Quite apart from the compositional instructions that great writers give us, we can, simply by carrying out certain mental experiments, observe the way a heightened attention either to the material of an image or to a suppositional intrusion of the hand makes the image move more easily.

In the above quote from “Leaflet,” Brock-Broido utilizes both material and hands, and sure enough, upon close examination of the book, we find the text teeming with material and hands—especially material, as seen here in the first stanza of “Morgue Near Heaven”:

If I imagine him healthy in his distressed                                  Leather coat on 
                                     someone’s Sears plaid 
Couch some years ago, then I will know 
                                 All the nouns for shame
                                      he knows.

In the penultimate stanza, the speaker posits: “If I keep his small triangle of a letter in his own / Hand close to mine, then” we get the two hands in an eerie communication.
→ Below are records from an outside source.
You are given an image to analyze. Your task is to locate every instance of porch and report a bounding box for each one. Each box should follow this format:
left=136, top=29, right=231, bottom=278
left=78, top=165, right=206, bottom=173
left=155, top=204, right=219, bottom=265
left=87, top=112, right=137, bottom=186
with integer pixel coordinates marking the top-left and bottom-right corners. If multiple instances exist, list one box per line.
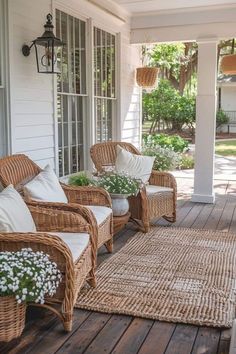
left=0, top=177, right=235, bottom=354
left=1, top=0, right=236, bottom=353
Although Scarry’s “hands” are more intrusive than these two, what writer isn’t deeply psychically aware of the power of the hand? The hand is what delivers the imagination to the page in the first place. What is the obsession with material—can it really be a device? In Alice Fulton’sFelt, for example, it was very natural, expected even, for the poems to contain reveries on fabric. Perhaps the answer lurks here, in Brock-Broido’s marvelously woven “The Insignificants” (which refers imagistically back to “Death as a German Expert”):

Tell me the story now in such 
                          A way that I can hear it and still 

Catch my breath. Rage is an aneurysm of 
    the old animal 
Brain, the reptilian gorge where nothing 
    counts

But the body’s urge & its boudoir 
                          Of sulk and felt and shame.

The poem has “a gauzy / Metal mask,” and “the floating poplin // Smocks of dusky, spoony girls,” and yes, because of these material descriptions, the imagination has shape and feel to stretch with, which is exactly what the imagination needs, being such an abstract engine. Maybe, then, this material relationship is as old as the oldest past, when the Spirit of God moved upon the face of the waters to give His own face shape and feel, or when Satan slipped into the serpent’s skin, to make evil slithery, and maybe it is as new as the future, when the woman clothed with the sun, the moon under her feet, will appear to us in heaven. Whatever the case, Brock-Broido taps into this sensational image “stretching” and, like a master masseuse, leaves our cramped imaginations divinely readjusted.